Tony Fadell: the man who wants to take control ofyour home
He helped develop the iPod and iPhone, and now the Nest Labs founder has brought a similar charm to something far less sexy - thermostats and smoke alarms
Tony Fadell's eyes dart around the room and his face wrinkles in cartoonish dismay. He looks, for a second, like he might actually be physically unwell. We are in a library-style room in a private members' club in central London: you or I might consider the decor to be plush, even fancy. But for Fadell, the 46-year-old American founder of Nest Labs home products and one of the original driving forces behind Apple's iPod and iPhone, all he sees are the "warts". The clunky wall unit that controls the air conditioning, the glaring white smoke detector on the ceiling that is completely mismatched with the paint on the walls, the huge television screen that draws your attention to it even, as now, when it is switched off.
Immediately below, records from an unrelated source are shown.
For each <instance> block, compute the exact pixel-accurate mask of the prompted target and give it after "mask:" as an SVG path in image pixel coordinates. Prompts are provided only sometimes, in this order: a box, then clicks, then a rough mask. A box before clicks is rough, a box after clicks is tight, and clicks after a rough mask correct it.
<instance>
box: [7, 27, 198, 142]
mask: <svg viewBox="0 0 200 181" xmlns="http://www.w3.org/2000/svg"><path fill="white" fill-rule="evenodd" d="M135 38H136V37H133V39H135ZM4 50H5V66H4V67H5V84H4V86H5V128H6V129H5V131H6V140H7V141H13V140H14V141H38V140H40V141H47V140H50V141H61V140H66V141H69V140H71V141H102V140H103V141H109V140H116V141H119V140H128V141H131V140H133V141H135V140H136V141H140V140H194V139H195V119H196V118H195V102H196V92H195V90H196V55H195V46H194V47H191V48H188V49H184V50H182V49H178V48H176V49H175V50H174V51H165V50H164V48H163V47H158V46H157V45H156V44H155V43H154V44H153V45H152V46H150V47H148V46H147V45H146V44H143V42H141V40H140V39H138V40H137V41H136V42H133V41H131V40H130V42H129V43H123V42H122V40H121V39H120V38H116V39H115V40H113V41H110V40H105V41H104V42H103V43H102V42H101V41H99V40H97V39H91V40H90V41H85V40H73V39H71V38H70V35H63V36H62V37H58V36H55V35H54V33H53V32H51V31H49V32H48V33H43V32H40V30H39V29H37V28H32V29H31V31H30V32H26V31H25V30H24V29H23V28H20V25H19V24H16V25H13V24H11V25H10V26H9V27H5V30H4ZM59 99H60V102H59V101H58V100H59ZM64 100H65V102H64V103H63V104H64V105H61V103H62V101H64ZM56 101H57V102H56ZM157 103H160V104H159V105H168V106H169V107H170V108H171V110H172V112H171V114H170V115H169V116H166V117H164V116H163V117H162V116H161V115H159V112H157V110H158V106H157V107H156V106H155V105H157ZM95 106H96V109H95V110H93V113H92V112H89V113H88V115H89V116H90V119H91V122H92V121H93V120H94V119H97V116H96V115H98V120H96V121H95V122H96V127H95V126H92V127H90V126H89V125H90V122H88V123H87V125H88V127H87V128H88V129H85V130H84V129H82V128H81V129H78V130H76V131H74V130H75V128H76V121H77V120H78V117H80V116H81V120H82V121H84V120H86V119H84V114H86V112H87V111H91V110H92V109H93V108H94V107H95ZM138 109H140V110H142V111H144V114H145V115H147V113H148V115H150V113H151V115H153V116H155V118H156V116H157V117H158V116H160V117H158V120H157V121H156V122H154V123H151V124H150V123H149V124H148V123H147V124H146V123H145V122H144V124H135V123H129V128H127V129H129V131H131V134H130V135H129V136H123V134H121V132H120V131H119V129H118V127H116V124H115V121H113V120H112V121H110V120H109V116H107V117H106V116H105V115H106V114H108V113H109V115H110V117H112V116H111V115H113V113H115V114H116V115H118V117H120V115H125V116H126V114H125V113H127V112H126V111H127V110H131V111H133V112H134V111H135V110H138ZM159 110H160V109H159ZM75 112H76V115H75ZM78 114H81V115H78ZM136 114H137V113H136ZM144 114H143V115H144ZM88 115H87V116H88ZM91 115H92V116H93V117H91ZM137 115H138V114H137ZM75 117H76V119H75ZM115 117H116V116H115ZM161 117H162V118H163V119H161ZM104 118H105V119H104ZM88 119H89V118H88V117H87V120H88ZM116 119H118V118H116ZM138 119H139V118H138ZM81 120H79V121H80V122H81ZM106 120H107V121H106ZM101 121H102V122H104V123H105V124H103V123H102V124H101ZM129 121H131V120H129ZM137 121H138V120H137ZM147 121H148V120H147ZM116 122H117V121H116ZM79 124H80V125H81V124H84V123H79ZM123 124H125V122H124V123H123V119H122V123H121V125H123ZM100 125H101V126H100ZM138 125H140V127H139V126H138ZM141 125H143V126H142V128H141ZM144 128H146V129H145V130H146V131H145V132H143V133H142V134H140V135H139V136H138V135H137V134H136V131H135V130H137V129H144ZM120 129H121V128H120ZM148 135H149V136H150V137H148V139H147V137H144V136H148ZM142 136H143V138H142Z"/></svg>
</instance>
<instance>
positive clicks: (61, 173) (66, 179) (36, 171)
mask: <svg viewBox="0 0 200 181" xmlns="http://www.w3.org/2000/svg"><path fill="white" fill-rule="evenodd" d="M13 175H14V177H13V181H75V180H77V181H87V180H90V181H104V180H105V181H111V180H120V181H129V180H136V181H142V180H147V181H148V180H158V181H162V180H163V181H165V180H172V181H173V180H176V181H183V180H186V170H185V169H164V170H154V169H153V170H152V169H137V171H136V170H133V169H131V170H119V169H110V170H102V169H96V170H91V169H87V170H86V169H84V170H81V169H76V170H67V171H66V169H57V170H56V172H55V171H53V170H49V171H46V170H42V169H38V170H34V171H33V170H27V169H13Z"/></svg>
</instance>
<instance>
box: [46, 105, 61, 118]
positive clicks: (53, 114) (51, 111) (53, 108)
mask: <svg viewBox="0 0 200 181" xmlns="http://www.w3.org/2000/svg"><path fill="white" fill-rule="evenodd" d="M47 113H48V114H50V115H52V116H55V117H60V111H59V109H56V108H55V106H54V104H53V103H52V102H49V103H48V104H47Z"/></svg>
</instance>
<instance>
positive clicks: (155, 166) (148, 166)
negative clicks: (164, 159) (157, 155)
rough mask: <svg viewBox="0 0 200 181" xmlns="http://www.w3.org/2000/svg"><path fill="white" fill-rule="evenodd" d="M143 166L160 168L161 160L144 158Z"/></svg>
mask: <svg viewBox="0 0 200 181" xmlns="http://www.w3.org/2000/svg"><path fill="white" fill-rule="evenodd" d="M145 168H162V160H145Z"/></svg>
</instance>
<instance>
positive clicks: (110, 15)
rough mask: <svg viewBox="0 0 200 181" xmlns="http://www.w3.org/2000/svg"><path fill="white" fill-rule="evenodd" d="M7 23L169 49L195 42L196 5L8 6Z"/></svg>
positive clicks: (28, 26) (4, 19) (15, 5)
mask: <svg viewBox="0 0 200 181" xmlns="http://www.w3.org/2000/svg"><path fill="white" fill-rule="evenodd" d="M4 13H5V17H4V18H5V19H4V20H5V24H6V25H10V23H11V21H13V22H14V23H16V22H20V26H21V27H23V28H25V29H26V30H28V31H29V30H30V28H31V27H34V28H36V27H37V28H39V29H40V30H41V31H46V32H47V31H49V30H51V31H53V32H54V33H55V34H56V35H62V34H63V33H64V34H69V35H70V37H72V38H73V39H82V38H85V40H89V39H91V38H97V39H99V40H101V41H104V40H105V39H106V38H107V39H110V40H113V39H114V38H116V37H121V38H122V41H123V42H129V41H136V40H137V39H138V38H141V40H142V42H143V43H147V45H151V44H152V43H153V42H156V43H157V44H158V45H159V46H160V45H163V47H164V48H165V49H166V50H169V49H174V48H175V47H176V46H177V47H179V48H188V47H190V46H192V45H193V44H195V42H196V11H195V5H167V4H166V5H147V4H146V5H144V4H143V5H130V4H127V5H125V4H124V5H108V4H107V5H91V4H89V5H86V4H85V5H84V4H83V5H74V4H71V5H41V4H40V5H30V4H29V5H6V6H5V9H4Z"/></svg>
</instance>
These blemishes really do irk Fadell. At the home he designed and built in Tahoe, California, he presses a button and the television rises out of the floor, so that his views of the lake and the Sierra Nevada mountains are not disrupted. Such solutions - and problems - might not be relevant to most people, but Fadell zealously believes there is a place for intelligent, affordable, technology-led design in most homes. Nest, which launched in 2010, has focused on improving - both aesthetically and in function - "unloved, utilitarian" household products: first up was a thermostat and then, unveiled in 2013, a smoke alarm.